Com a criação dos PAs, o avanço da infraestrutura social (estradas, escolas, energia elétrica), assistência técnica e extensão rural, e principalmente o crédito produtivo (PRONAF) o processo de pecuarização nessas áreas se intensificou e acabou por demonstrar a instabilidade e inviabilidade da pecuária como única ou uma das poucas formas de geração de renda na unidade familiar de produção.

Preocupados com essa constatação uma federação de cooperativas apresentou uma proposta de geração de renda a partir da implantação da fruticultura como forma de diversificar a produção de alimentos e a geração de renda e tendo essa proposta como estratégia de envolver a juventude camponesa nas atividades da unidade familiar de produção e nas suas organizações sociais representativas, que após dois anos de implantação já começa a apresentar os primeiros resultados. A título de exemplo, a participação dos jovens envolvidos no projeto em planejamento estratégico de suas associações, debates nas escolas de suas comunidades e ainda nas formações realizadas pela Federação de cooperativas que é a gestora do projeto de geração de renda.

O que se tem percebido são mudanças ao nível das unidades de produção familiares dos jovens beneficiários (e suas famílias) do projeto Juventude e Cooperativismo estão se desenvolvendo. As ações de formação sociopolíticas e associativas já desenvolvidas mostram que os esses jovens agricultores assumem uma posição ativa na configuração de sua própria existência. Isso significa dizer que possuem uma grande capacidade de lidar com os desafios aos quais são confrontados, o que lhes permite criar ou experimentar respostas para se colocar frente às dificuldades que se impõem ou aproveitar as oportunidades que se apresentam.

2. Uma breve contextualização do sudeste paraense

A Região Sudeste do Estado do Pará sempre foi emblemática. No início com a exploração da Castanha do Pará e as suas oligarquias[3], depois a guerrilha do Araguaia colocou novamente a região em destaque nacional e internacional. Nessa mesma época, o Estado brasileiro com sua política desenvolvimentista transferia um grande contingente de pessoas e empresas para a Amazônia em nome do progresso, porém com o velado propósito de frear as tensões sociais – principalmente pela posse da terra e pelo desemprego crescente no Sul e sudeste do país – com o lema: “homens sem terra para terra sem homens”, o que resultou simplesmente na transferência regional de tais conflitos. O latifúndio e a grande empresa de capital (em grande maioria multinacional) instalaram impérios de repressão e exclusão social, devastação ambiental e violência de todas as ordens contra pessoas e organizações sociais representativas de interesses de classe, principalmente a dos agricultores familiares e camponeses.
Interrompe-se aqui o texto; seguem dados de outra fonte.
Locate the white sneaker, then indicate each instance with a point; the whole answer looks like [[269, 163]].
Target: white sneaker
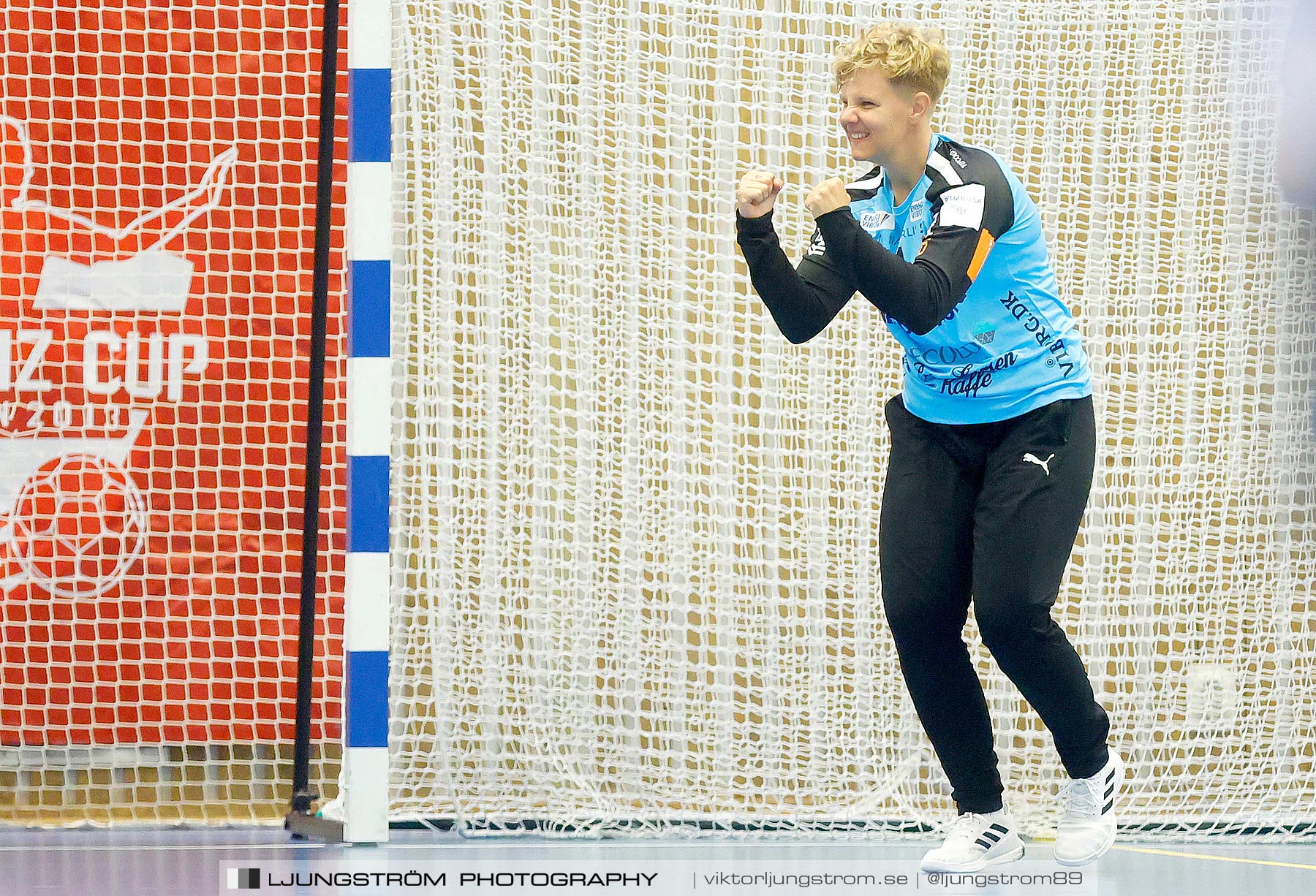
[[1087, 829], [974, 843]]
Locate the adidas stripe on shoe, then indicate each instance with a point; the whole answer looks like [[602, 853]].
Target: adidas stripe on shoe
[[1087, 829], [974, 843]]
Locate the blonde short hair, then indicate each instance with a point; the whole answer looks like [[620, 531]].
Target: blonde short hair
[[907, 56]]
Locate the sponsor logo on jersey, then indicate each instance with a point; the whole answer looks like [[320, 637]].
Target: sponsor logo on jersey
[[964, 207], [1046, 340], [874, 221]]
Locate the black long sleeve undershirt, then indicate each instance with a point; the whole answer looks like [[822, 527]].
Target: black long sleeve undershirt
[[806, 299]]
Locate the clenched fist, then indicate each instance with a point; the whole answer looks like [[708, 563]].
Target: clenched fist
[[827, 197], [756, 194]]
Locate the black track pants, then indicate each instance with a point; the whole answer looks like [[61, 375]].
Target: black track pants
[[988, 511]]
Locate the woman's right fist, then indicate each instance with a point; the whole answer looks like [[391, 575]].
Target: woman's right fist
[[756, 194]]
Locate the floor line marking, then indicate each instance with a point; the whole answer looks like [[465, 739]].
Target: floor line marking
[[1215, 858]]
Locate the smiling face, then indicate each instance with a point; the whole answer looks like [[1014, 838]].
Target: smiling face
[[881, 118]]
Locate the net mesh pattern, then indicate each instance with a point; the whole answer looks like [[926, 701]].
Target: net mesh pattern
[[636, 531]]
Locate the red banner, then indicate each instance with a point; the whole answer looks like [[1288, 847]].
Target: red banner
[[157, 224]]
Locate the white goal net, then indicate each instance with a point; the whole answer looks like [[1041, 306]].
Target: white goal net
[[636, 531]]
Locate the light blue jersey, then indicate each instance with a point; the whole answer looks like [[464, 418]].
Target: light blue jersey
[[1010, 345]]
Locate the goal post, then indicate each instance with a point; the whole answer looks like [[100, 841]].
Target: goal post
[[599, 547], [635, 580]]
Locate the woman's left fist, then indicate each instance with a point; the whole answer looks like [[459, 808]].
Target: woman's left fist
[[827, 197]]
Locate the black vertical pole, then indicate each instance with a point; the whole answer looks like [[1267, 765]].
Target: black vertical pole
[[302, 795]]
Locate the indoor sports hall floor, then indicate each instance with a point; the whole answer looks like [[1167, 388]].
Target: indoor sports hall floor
[[200, 862]]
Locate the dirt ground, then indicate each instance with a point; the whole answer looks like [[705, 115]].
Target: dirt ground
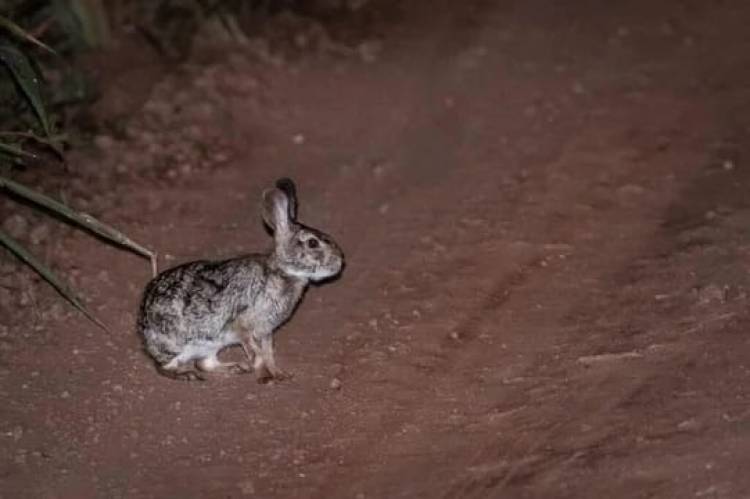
[[545, 212]]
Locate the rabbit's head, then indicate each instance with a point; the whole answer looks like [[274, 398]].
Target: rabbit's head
[[299, 251]]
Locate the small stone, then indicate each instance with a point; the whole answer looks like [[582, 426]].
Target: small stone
[[370, 50], [689, 425], [247, 487], [713, 293], [104, 142]]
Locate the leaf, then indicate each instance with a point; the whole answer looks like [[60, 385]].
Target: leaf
[[82, 219], [21, 33], [27, 79], [49, 276]]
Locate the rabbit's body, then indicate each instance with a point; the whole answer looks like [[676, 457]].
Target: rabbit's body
[[190, 312]]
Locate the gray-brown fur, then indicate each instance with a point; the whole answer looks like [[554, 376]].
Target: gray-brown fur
[[192, 311]]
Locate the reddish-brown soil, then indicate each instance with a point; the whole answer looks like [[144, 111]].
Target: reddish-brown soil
[[546, 216]]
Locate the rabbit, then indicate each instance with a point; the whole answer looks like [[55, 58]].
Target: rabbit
[[190, 312]]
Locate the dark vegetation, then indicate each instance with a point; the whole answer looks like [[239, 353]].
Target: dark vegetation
[[46, 91]]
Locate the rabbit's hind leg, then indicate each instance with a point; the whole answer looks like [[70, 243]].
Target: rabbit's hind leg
[[212, 364], [178, 368]]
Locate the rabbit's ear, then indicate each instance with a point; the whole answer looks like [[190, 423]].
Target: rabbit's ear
[[276, 211], [286, 185]]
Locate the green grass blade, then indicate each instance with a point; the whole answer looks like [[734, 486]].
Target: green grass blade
[[48, 276], [16, 151], [82, 219], [28, 80], [21, 33]]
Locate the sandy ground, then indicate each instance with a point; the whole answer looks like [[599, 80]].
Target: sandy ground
[[546, 219]]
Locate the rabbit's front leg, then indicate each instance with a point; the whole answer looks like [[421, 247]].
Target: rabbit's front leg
[[259, 351]]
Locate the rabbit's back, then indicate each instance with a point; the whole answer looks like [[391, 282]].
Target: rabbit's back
[[189, 306]]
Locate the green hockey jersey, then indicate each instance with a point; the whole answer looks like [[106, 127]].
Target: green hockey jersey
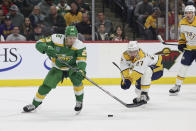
[[74, 55]]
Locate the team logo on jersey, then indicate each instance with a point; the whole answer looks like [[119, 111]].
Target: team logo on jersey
[[64, 57], [169, 57]]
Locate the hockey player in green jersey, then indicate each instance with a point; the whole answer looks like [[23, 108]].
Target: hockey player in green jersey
[[62, 50]]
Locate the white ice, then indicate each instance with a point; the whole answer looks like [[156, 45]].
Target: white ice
[[162, 113]]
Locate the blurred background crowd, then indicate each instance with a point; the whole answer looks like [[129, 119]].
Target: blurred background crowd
[[115, 20]]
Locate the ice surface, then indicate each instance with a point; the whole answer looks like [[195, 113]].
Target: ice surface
[[162, 113]]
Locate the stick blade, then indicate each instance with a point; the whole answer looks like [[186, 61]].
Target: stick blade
[[160, 38], [132, 105]]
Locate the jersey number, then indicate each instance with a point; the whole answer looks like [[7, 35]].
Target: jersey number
[[139, 63]]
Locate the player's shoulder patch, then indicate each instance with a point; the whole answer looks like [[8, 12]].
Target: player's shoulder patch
[[126, 56], [78, 45], [58, 39]]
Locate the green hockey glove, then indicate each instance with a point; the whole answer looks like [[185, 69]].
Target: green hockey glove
[[51, 52], [79, 74]]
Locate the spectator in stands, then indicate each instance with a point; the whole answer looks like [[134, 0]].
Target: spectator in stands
[[7, 27], [74, 16], [16, 17], [151, 25], [85, 27], [29, 6], [101, 35], [107, 23], [55, 22], [37, 33], [32, 2], [44, 6], [6, 6], [63, 7], [2, 17], [142, 11], [119, 34], [16, 36], [84, 7], [26, 29], [36, 17]]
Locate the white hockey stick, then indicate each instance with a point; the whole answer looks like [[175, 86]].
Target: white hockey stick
[[120, 70], [107, 92], [163, 42]]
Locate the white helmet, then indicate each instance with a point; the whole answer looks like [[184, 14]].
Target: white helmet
[[189, 8], [132, 46]]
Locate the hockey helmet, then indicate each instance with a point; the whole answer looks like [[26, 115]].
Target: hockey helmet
[[132, 49], [132, 46], [71, 31], [189, 8]]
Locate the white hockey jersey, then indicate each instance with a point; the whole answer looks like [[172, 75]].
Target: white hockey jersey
[[139, 64]]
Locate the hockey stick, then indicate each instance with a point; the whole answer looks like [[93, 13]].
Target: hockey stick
[[119, 69], [163, 42], [107, 92]]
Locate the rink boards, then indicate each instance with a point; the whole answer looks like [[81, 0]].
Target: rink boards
[[22, 65]]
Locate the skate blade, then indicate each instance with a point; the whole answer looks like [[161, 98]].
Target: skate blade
[[78, 112]]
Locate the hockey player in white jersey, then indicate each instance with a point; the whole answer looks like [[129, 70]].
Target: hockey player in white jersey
[[140, 68], [186, 44], [63, 50]]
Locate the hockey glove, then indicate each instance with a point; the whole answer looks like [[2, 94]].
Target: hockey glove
[[126, 84], [51, 52], [181, 47], [79, 74]]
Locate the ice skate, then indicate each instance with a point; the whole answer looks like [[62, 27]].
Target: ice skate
[[78, 106], [174, 90], [142, 99], [29, 108]]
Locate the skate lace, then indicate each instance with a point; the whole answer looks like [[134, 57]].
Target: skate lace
[[78, 104], [176, 87]]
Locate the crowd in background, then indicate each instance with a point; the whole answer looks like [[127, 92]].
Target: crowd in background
[[30, 20]]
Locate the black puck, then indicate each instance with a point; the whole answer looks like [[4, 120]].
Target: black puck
[[110, 115]]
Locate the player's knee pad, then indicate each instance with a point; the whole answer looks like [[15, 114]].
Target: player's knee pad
[[138, 84], [78, 89], [183, 70], [146, 78], [138, 92]]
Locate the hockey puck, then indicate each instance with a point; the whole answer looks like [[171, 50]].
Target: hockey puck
[[110, 115]]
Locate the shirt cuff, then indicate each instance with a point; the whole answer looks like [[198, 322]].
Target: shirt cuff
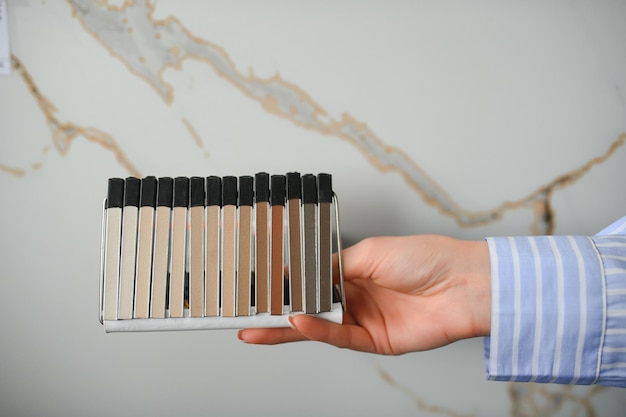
[[548, 310]]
Mais adiante na história a região ganha notoriedade novamente. Desta vez é o garimpo de serra pelada[4], no município de Curionópolis, que mobilizou um imenso contingente de pessoas em busca do metal precioso. Com a instalação desse garimpo, todas as mazelas inerentes a uma área de garimpagem se fizeram presentes naquele local e também nos municípios da região.

            Com o fim das atividades da mineração muitos garimpeiros vindos das mais variadas regiões e estados do país decidiram ficar pela região e investir na luta pela terra. Esse também foi o momento do fortalecimento do movimento social de trabalhadores e trabalhadoras rurais (MSTTR), com a criação do Movimento dos trabalhadores Rurais Sem Terra (MST) e da Federação dos trabalhadores na Agricultura (FETAGRI) regional Sudeste do Pará, instituição que fortaleceu os sindicatos em suas empreitadas de ocupações de terras a fim de realizar a reforma agrária.

Essas ocupações de terras se deram em meio a conflitos e violência, sendo que na maioria das vezes, o aparelho do Estado (a polícia e o judiciário) foi a ferramenta utilizada pelos “donos das terras” para “desocupar suas fazendas”. O resultado disso foi a morte de muitos sindicalistas, advogados e missionários, e um caso bastante emblemático foi a chacina ocorrida em 17 de abril de 1996 quando a polícia militar do Estado do Pará dizimou 19 agricultores sem terra na “curva do S” no município de Eldorado do Carajás. Infelizmente isso ocorre até os dias de hoje, como foi o caso da morte dos extrativistas José Cláudio e Maria do Espírito Santo, no município de Nova Ipixuna – PA. Aquele episódio lamentável mostrou mais uma vez que a conquista e a permanência na terra, a produção agrícola e a reprodução social, mesmo no século XXI, (a era da comunicação, da queda de muitos estigmas e preconceitos) é algo que leva os interesses de alguns ao extremo.

2.1. Caracterização do território do sudeste paraense

De acordo com o Plano Territorial de Desenvolvimento Rural Sustentável do sudeste Paraense – PTDRS, Brasil, (2010)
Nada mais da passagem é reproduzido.